Dans un numéro de février du magazine japonais Famitsu, Masahiro Sakurai (HAL Laboratory), créateur de Kid Icarus: Uprising (3DS) et de la série Super Smash Bros., explique que les histoires racontées dans les jeux vidéo ne correspondent pas souvent à leur contenu ou à leur gameplay. Résultat : le joueur au bout de la manette s’ennuie pendant les phases destinées à faire avancer le récit.

« En tant que joueur de longue date, les histoires racontées dans les jeux vidéo m’ennuient. Exemple : les jeux avec une introduction très longue durant laquelle on ne joue pas ou bien ceux entièrement doublés peuvent avoir un rythme complètement foutu en l’air. Je veux juste profiter du jeu ; en fait, je pense être assez intolérant sur tout ce qui va à l’encontre du plaisir. Je suis capable de profiter d’une histoire avec n’importe quel autre support ou média culturel, mais je veux qu’un jeu vidéo me laisse jouer. »

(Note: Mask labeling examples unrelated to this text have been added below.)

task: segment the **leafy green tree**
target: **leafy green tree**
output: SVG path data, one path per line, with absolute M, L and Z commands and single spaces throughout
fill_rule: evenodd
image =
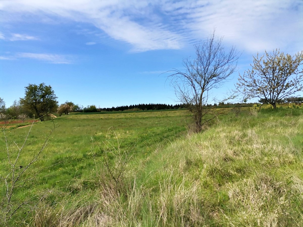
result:
M 292 57 L 276 49 L 253 57 L 252 69 L 239 75 L 237 89 L 248 98 L 258 98 L 275 108 L 284 98 L 303 89 L 303 51 Z
M 44 83 L 39 85 L 29 84 L 25 89 L 25 96 L 20 98 L 20 104 L 35 113 L 43 121 L 45 114 L 56 109 L 58 97 L 50 85 L 47 86 Z

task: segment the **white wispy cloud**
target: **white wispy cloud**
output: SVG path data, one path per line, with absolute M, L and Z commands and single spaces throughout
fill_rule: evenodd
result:
M 179 49 L 215 28 L 249 52 L 303 44 L 300 0 L 11 0 L 0 10 L 8 16 L 2 21 L 29 13 L 90 23 L 135 51 Z
M 66 55 L 49 54 L 19 53 L 15 56 L 17 58 L 27 58 L 45 61 L 53 64 L 71 64 L 72 61 Z
M 97 43 L 95 42 L 88 42 L 85 44 L 85 45 L 95 45 L 96 44 L 97 44 Z
M 15 59 L 13 57 L 6 56 L 0 56 L 0 60 L 13 60 Z
M 8 39 L 10 41 L 17 40 L 38 40 L 39 39 L 36 37 L 27 35 L 22 35 L 18 33 L 13 33 L 12 36 Z

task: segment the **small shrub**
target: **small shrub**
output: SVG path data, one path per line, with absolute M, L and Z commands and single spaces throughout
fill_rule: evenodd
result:
M 22 122 L 24 122 L 25 120 L 28 118 L 28 116 L 25 113 L 21 113 L 18 115 L 18 119 L 21 119 Z

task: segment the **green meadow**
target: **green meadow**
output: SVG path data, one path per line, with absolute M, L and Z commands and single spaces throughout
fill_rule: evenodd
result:
M 2 130 L 0 225 L 303 226 L 303 108 L 257 110 L 232 110 L 198 134 L 185 110 Z M 17 176 L 45 145 L 8 203 L 8 152 L 13 164 L 19 155 Z

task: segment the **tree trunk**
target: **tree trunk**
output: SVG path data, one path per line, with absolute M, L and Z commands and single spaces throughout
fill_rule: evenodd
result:
M 201 124 L 201 120 L 202 119 L 202 116 L 199 116 L 198 114 L 196 113 L 197 115 L 195 116 L 196 123 L 196 132 L 201 132 L 202 130 L 202 126 Z
M 39 117 L 39 118 L 40 118 L 40 120 L 41 121 L 43 121 L 44 120 L 44 117 L 43 113 L 42 114 L 39 114 L 38 115 L 38 117 Z

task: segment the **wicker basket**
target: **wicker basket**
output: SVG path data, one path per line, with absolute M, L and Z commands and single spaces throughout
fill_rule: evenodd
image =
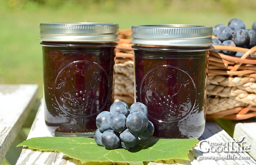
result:
M 134 102 L 133 51 L 131 29 L 119 32 L 114 98 Z M 210 51 L 206 118 L 241 120 L 256 117 L 256 46 L 251 49 L 213 45 L 212 50 L 244 53 L 241 58 Z

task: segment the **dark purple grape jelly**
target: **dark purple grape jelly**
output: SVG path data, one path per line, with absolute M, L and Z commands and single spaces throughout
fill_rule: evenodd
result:
M 47 128 L 56 135 L 93 132 L 97 115 L 113 102 L 116 44 L 41 44 Z
M 134 26 L 135 102 L 148 108 L 153 136 L 197 138 L 204 130 L 212 28 Z
M 133 48 L 136 101 L 147 106 L 153 136 L 200 137 L 205 123 L 209 51 Z

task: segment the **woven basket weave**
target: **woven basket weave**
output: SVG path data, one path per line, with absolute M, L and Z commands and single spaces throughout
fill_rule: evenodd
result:
M 117 46 L 114 98 L 134 102 L 133 51 L 131 29 L 120 30 Z M 256 46 L 213 45 L 212 50 L 244 53 L 241 58 L 210 51 L 206 118 L 241 120 L 256 117 Z M 256 56 L 255 56 L 256 57 Z

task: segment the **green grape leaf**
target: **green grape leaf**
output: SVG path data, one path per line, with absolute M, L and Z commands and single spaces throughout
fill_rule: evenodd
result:
M 189 161 L 187 154 L 198 142 L 197 139 L 157 139 L 140 140 L 130 150 L 123 148 L 107 150 L 98 146 L 93 138 L 64 137 L 35 138 L 17 146 L 31 149 L 60 152 L 69 157 L 88 162 L 140 162 L 180 159 Z

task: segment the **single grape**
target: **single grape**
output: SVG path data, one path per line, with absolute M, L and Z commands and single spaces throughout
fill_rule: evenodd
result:
M 139 134 L 139 137 L 142 140 L 148 139 L 153 135 L 154 131 L 155 128 L 153 123 L 149 120 L 147 129 L 144 132 Z
M 131 150 L 134 149 L 139 144 L 139 140 L 134 143 L 131 144 L 127 144 L 122 141 L 121 141 L 121 145 L 122 148 L 126 150 Z
M 117 101 L 114 102 L 110 106 L 110 111 L 111 114 L 119 112 L 122 113 L 127 117 L 129 114 L 129 108 L 126 104 L 122 101 Z
M 136 102 L 132 104 L 130 106 L 130 113 L 135 111 L 140 111 L 148 115 L 148 108 L 143 103 Z
M 126 129 L 120 134 L 121 141 L 127 144 L 135 143 L 138 140 L 138 134 L 131 132 Z
M 245 29 L 239 29 L 234 33 L 232 40 L 237 46 L 242 47 L 249 41 L 249 35 Z
M 249 35 L 249 42 L 247 46 L 250 49 L 256 46 L 256 30 L 251 30 L 247 32 Z
M 139 134 L 145 130 L 148 127 L 148 118 L 143 112 L 134 111 L 130 113 L 126 120 L 126 126 L 130 131 Z
M 97 129 L 94 132 L 94 136 L 93 139 L 96 142 L 96 143 L 100 146 L 103 146 L 103 144 L 101 142 L 101 135 L 102 134 L 103 132 L 99 130 L 99 129 Z
M 216 36 L 221 42 L 231 39 L 232 36 L 231 30 L 226 26 L 220 27 L 219 30 L 217 32 Z
M 223 41 L 222 43 L 222 45 L 224 46 L 236 46 L 236 44 L 234 42 L 234 41 L 231 40 L 226 40 Z M 225 54 L 227 55 L 232 55 L 234 54 L 235 52 L 232 51 L 229 51 L 227 50 L 222 51 L 222 52 Z
M 107 130 L 101 135 L 101 142 L 106 148 L 113 150 L 118 147 L 120 144 L 120 139 L 118 134 L 113 130 Z
M 245 29 L 245 24 L 241 20 L 238 18 L 233 18 L 229 21 L 228 24 L 228 27 L 229 27 L 232 33 L 239 29 Z
M 213 32 L 215 36 L 216 36 L 218 31 L 219 30 L 219 28 L 222 26 L 226 26 L 224 24 L 218 24 L 213 27 Z
M 253 24 L 253 25 L 251 26 L 251 29 L 256 30 L 256 21 L 255 21 Z
M 111 115 L 108 111 L 103 111 L 96 117 L 96 126 L 101 132 L 111 129 L 108 124 L 108 118 Z
M 126 128 L 126 117 L 121 113 L 112 114 L 108 119 L 108 124 L 113 130 L 117 132 L 122 131 Z

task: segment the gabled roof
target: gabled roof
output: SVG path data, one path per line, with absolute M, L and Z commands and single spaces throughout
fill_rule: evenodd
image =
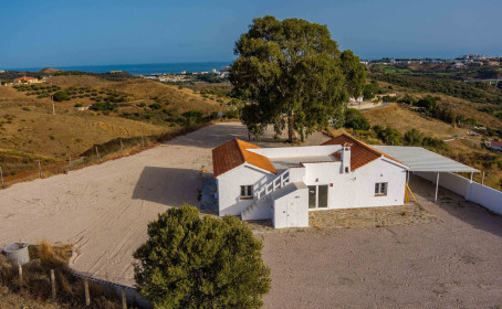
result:
M 240 139 L 232 139 L 212 149 L 212 170 L 215 177 L 230 171 L 244 162 L 259 169 L 278 173 L 269 158 L 248 151 L 247 149 L 260 148 Z
M 402 166 L 406 166 L 405 163 L 400 162 L 399 160 L 394 159 L 390 156 L 385 154 L 384 152 L 373 148 L 372 146 L 353 138 L 352 136 L 348 136 L 346 134 L 339 135 L 335 138 L 332 138 L 331 140 L 322 143 L 322 145 L 341 145 L 344 146 L 347 143 L 352 143 L 351 147 L 351 170 L 356 170 L 363 166 L 366 166 L 367 163 L 375 161 L 376 159 L 380 158 L 384 156 L 387 159 L 390 159 L 393 161 L 396 161 Z M 339 158 L 338 153 L 334 153 L 335 157 Z

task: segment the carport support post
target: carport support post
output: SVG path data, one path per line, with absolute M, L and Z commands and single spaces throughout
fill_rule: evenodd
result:
M 436 198 L 435 198 L 435 202 L 438 201 L 438 191 L 439 191 L 439 172 L 436 172 Z

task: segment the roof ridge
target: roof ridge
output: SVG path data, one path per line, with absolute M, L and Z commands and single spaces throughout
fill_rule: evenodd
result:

« Par exemple, prenons, dans un jeu de rôle, un personnage dont on a pris soin pendant plusieurs heures et qui finit par mourir ou quitter le groupe pour les besoins du scénario. Du point de vue du joueur, c’est terrible, c’est complètement déraisonable ! Habituellement, quand vous progressez en jeu, c’est au travers de la perspective du héros joué et on vous demande donc grosso modo d’être le vainqueur à chaque combat. Si les joueurs se retrouvent dans le pétrin juste parce que l’histoire le demande, ils sont pénalisés même s’ils ont bien joué. Sur le plan du gameplay, c’est problématique. »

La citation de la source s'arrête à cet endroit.